Bunlar bize öğretilir; ve pekiştirilmezseler şartlı reflekslerimiz gibi zamanla
sönerler. Yoksa; bunlar bizi Nato üyesiyiz diye Pavlov’ un köpekleri mi
sandı Abey; sinyali verdiler mi milli tepki ve
duygularımızdan vazgeçeceğiz; öyle mi!?
Geç bunları Abey; biz hala devrimci yüce
Türk Milletiyiz; ve burası da, Amerikan Türkiye'si değil; Atatürk
Türkiye'si!! İnanmayan; 29 Ekimlerde, 19 Mayıslarda
meydanlara toplanan yüz binlere bir baksın; Atatürk devrimciliğinin bu
topraklarda hala yaşadığını görecektir. Yeter ki; emekçi halkımız da 29
Ekimlerle, 19 Mayıslarla birleşme iradesini göstersin. Sen gör o zaman
Türkiye'nin şahlanışını; ne Nato kalır ne süper-Nato!
Neyse; madem evlendin sana ilk nasihat
Halil Cibran’ dan olsun. Bak; Profet (Ermiş) adlı meşhur yapıtında ne diyor evliliğe
dair Cibran:
“sonra yine El Mitra söz aldı :Ya evlilik
için ne dersin, erenler ?
Ve yanıtladı El Mustafa : (……) Birbirinizi
sevin, ama sevginin üzerine bağlayıcı anlaşmalar koymayın. Bırakın
yüreklerinizin sahilleri arasında gelgit çalkalanan bir deniz olsun sevgi.

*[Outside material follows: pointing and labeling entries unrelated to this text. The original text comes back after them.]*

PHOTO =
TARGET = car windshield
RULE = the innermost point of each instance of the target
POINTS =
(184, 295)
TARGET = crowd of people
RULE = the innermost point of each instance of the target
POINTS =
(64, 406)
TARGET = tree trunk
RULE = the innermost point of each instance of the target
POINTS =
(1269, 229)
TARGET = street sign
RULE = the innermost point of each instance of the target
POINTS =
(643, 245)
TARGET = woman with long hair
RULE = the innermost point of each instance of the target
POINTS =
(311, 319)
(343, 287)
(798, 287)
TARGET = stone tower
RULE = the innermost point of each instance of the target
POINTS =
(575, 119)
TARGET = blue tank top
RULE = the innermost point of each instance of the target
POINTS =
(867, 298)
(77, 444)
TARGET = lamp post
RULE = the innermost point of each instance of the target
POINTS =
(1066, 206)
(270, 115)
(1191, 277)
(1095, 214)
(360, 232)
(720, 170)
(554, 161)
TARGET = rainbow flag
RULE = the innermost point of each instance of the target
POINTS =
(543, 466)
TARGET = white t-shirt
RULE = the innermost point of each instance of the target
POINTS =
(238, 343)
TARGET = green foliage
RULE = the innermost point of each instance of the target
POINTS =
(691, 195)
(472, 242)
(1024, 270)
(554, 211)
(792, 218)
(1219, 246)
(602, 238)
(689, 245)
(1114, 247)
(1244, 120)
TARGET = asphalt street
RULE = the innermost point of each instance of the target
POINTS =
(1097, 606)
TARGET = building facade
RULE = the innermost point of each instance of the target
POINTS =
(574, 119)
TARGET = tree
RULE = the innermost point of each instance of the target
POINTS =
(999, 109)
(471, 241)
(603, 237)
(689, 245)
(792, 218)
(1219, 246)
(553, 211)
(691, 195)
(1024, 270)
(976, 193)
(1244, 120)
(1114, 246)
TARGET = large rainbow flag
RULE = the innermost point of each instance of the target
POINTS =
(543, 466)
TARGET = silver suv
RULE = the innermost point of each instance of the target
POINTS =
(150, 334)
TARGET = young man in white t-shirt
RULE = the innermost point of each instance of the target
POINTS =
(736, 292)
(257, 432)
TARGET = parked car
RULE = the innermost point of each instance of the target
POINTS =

Birbirinizin kadehini onunla doldurun; ama; kadehe eğilip içmeyin. Ekmeğinizi
bölüşün; ama ayni lokmayı dişlemeye kalkmayın. Şarkı söyleyin, dans edin eğlenin
birlikte; ama; ikinizin de birer yalnız olduğunu unutmayın. Çünkü; lavtadan
dağılan müzik ayni, ama nameleri çıkaran teller ayrıdır. Yüreklerinizi birbirine
bağlayın; ama biri ötekinin saklayıcısı olmasın; çünkü; ancak hayat‘ ın elidir
yüreklerinizi saklayacak olan. Hep yan yana olun; ama; birbirinize fazla
sokulmayın; çünkü; tapınağı taşıyan sütunlar da birbirinden ayrıdır. Çünkü; bir
selvi ile bir meşe birbirinin gölgesinde yetişmez.”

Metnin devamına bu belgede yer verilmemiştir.